Maximum bipartite matching

Consider a situation where there are many tasks to be done and as many workers available to do them. Every worker has a number of tasks it can do; this may be 0, 1 or more than 1 task. So a task may have 0, 1 or more than 1 available worker who can do it. The challenge is to assign only one task to each worker, and do as many of these assignments as possible. Each assignment is a matching, and a maximum of these is needed. Since it is between two parts (workers and tasks) it is thus bipartite.

In the field of Graph Theory this challenge is modeled as the problem of finding a maximum bipartite matching. The fact that a worker W can do a task T is modeled as an edge (W,T) between two vertexes labeled W and T. Both are said to be adjacent to each other. The collection of these edges is a graph. Since no associated weight is given to an edge (which would have been the case if for example payment was given for doing a task), the graph is said to be unweighted. Below is an example:
Maximum bipartite matching

This document presents a new and very efficient algorithm to solve the maximum matching problem for an unweighted bipartite or non-bipartite graph, in O(E log V) time where E and V are respectively the number of edges and vertexes of the graph. It consists of two main parts: a simple vertex get-and-match traversal, followed by an improved backtracking-search for any residual unmatched vertexes.

Contents:

  1. The common method
  2. The backtracking search
  3. The basic idea of algorithm
  4. Steps for 1st part of algorithm
  5. Steps for 2nd part of algorithm
  6. Algorithm implementation
  7. Links
  8. See also

The common method

There is a common method to solve the problem. The Hopcroft-Karp algorithm is essentially an improved version of it. The method is to go through all vertexes one after another, and each time assign/match an unmatched/free adjacent vertex. The easy scenario is when the unmatched next-taken vertex directly has a free adjacent vertex, in which case the two are matched to each other.

Difficulty arises when the next-taken vertex has no free adjacent vertex, in which case a backtracking search is performed. The idea behind this search is to go through vertexes already taken (thus the word backtracking) while checking if any can be matched to a different adjacent vertex, thereby freeing the one it is currently monopolising.

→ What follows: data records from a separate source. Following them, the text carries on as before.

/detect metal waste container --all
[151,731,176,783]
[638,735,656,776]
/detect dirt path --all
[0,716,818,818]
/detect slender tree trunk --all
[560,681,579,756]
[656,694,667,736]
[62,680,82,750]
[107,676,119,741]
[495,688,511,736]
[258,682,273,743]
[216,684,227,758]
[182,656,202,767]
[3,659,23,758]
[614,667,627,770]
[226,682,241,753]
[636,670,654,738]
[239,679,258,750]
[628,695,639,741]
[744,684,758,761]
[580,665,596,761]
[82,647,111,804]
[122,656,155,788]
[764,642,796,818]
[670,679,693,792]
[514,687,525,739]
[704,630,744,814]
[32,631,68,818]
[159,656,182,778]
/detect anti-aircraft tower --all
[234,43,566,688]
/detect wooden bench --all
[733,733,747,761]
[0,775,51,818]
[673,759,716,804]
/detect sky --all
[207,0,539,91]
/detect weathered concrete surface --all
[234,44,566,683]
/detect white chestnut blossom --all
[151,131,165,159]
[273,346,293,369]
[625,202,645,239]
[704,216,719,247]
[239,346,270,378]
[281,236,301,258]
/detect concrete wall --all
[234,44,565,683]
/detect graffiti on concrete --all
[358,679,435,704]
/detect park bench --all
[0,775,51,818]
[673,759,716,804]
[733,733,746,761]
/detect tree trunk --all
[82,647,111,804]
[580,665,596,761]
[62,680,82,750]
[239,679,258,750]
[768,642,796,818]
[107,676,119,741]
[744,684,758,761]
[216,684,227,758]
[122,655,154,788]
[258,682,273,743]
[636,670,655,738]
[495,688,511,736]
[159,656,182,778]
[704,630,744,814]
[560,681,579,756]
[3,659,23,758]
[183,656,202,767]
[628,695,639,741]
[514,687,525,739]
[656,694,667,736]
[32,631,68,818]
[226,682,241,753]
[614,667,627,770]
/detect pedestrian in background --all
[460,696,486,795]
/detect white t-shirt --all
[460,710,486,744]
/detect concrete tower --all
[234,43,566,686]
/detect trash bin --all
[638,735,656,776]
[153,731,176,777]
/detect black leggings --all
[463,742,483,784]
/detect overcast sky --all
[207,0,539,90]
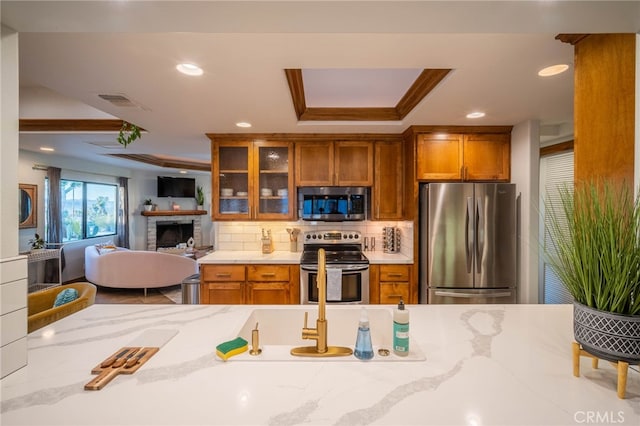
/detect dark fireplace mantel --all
[141,210,207,216]
[142,210,207,251]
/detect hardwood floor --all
[95,285,180,305]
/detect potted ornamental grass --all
[545,181,640,364]
[196,185,204,210]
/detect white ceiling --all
[0,0,640,173]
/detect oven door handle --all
[300,265,369,273]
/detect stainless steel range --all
[300,231,369,304]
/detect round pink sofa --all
[84,246,198,293]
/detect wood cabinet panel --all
[200,265,245,282]
[295,141,373,186]
[369,264,413,304]
[380,265,409,282]
[211,139,295,220]
[416,133,511,181]
[416,133,463,180]
[295,141,334,186]
[334,142,373,186]
[200,281,245,305]
[463,134,511,181]
[247,281,291,305]
[372,141,404,220]
[247,265,289,282]
[200,265,300,305]
[380,282,411,305]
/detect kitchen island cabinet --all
[0,304,640,426]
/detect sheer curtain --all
[44,167,65,282]
[118,177,129,248]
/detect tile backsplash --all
[214,221,413,256]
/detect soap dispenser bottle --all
[393,299,409,356]
[353,308,373,360]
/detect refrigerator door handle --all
[435,290,511,299]
[476,198,485,274]
[464,197,474,273]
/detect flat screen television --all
[158,176,196,198]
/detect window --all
[540,151,573,304]
[45,179,118,242]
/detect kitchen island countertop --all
[0,305,640,426]
[198,250,413,265]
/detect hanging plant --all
[118,121,142,148]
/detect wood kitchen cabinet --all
[371,141,404,220]
[200,265,246,305]
[416,133,511,181]
[380,265,411,304]
[369,264,415,305]
[211,141,294,220]
[295,141,373,186]
[200,264,300,305]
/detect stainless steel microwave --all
[298,186,369,222]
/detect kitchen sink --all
[229,305,425,362]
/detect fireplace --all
[142,210,206,251]
[156,220,193,248]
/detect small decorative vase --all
[573,302,640,365]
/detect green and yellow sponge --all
[216,337,249,361]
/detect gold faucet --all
[291,249,353,357]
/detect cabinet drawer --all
[202,265,244,282]
[247,265,289,282]
[380,282,409,304]
[380,265,409,282]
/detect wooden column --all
[574,34,636,185]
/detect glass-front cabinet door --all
[254,142,295,219]
[212,142,252,219]
[212,141,295,220]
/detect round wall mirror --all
[18,183,38,228]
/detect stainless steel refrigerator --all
[420,183,518,304]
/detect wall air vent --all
[98,94,138,107]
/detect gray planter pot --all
[573,302,640,364]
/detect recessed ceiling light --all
[538,64,569,77]
[176,63,204,76]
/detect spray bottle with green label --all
[393,299,409,356]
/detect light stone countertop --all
[0,305,640,426]
[198,250,413,265]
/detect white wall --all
[0,26,27,377]
[511,121,540,303]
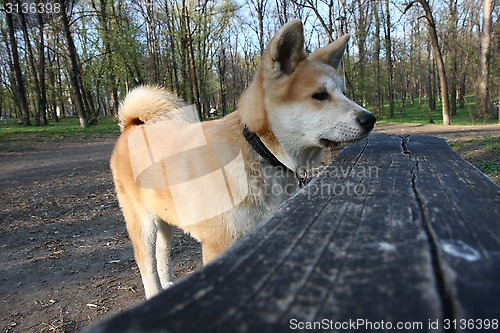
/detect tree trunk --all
[385,0,394,118]
[3,0,31,126]
[37,11,49,125]
[448,0,459,116]
[372,1,382,115]
[61,0,89,128]
[476,0,493,118]
[182,0,204,120]
[404,0,451,125]
[17,0,41,126]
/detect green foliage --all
[376,96,498,125]
[0,117,120,151]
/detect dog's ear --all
[264,20,306,76]
[309,34,349,70]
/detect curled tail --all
[118,86,197,132]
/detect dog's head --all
[241,20,376,166]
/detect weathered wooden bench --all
[88,134,500,333]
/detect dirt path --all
[0,124,500,333]
[0,140,201,332]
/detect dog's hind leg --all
[123,207,162,298]
[156,219,174,289]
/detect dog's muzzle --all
[356,112,377,132]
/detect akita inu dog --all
[111,20,376,298]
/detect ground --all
[0,124,500,332]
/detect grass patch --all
[0,117,120,151]
[450,136,500,184]
[374,96,498,125]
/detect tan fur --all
[111,20,376,298]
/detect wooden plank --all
[84,135,500,332]
[405,137,500,324]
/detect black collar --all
[243,125,288,169]
[243,125,307,187]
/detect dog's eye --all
[312,91,329,101]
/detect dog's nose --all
[356,112,377,131]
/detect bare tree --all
[3,0,31,126]
[404,0,451,125]
[60,0,89,127]
[476,0,493,118]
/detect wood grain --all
[87,134,500,333]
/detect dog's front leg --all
[156,220,174,289]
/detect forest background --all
[0,0,500,127]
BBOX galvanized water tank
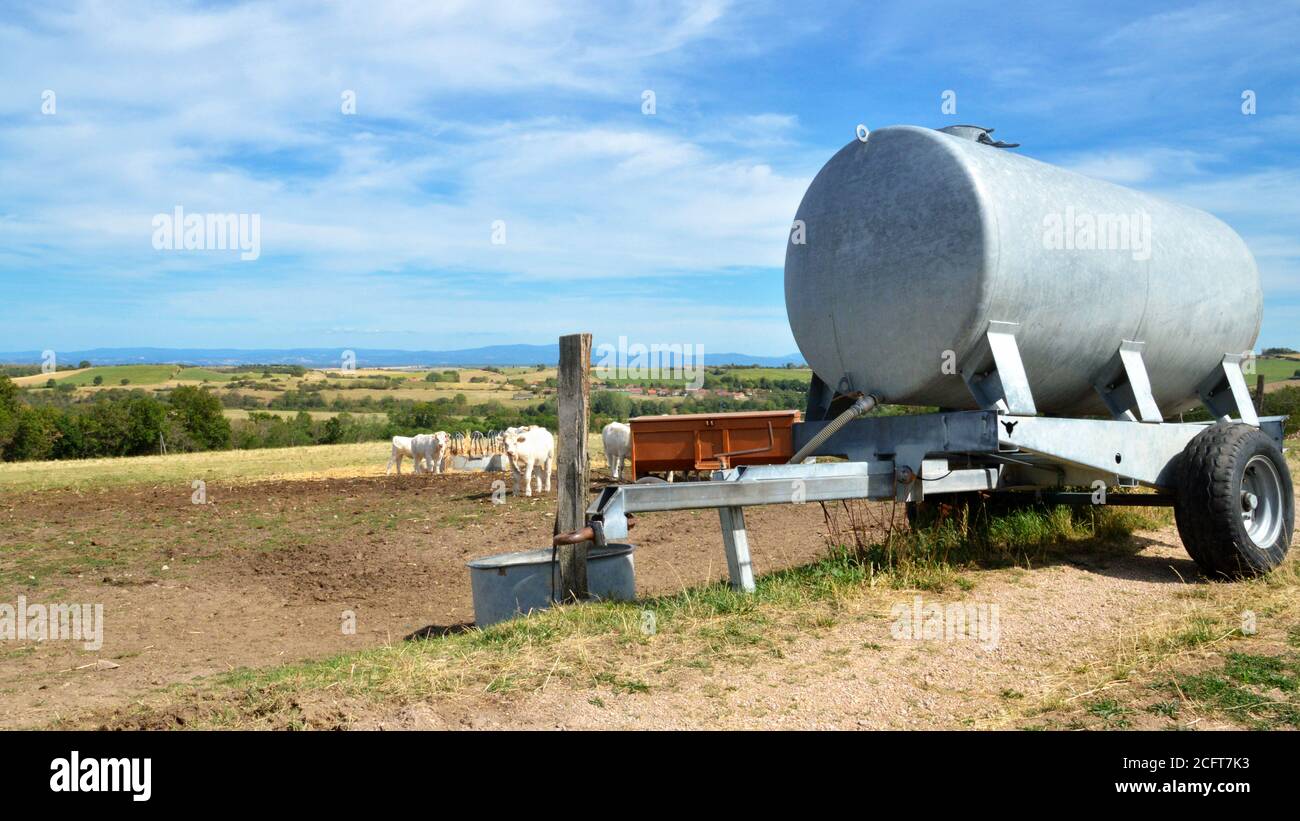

This takes O(E) time. For V vertexes a total of O(EV) time is taken.


The backtracking search

The search starts by initialising a queue (or stack) to contain the next-taken vertex.

A vertex u is popped from the queue. u claims for a non-claimed adjacent vertex A0 currently monopolised by a vertex B0, and also claims for another non-claimed adjacent vertex A1 currently monopolised by B1 (and so on for all its adjacent vertexes).

u does this claiming by marking as claimed the vertexes A0 and A1, marking itself as the claimer, then pushing B0 and B1 to the queue. The claiming process is repeated with the next u vertex popped from the queue until the queue is empty or a free vertex, say v, is uncovered. A graph structure that records this traversal is called an augmenting path.

When v is uncovered the information about claimer and claimed vertexes is used to re-match these vertexes. Precisely the final u as the claimer to the uncovered v is matched to this v. But this matching is done only after the vertex currently monopolised by u has been recorded to be the next-v. Then the next-u known to be the claimer of next-v is obtained. The re-matching process is thus repeated using this (next-u, next-v) pair, until the initial u is reached.

The search starts with an unmatched u and is guaranteed to uncover a free vertex if any exists. This is because in the worst case scenario, all already matched vertexes will be checked for whether any has a free adjacent vertex. This is true even for a non-bipartite graph where a claimer can become a claimed, though extra care should be taken so to not end up matching the initial u to itself!


The basic idea of algorithm

Looking at the common method, a key observation can be made which will provide the O(E log V) time, which is that: the next-taken vertex can be the vertex with the minimum number of free adjacent vertexes. This way the chances of it getting matched to the correct vertex is significantly increased. This is the 1st part of the algorithm.

A minimum-heap data structure is used to get hold of this vertex of minimum count of free adjacent vertexes. A binary heap provides O(log V)-time push, pop, remove and update operations. There are O(E) of these, giving a total of O(E log V) execution time.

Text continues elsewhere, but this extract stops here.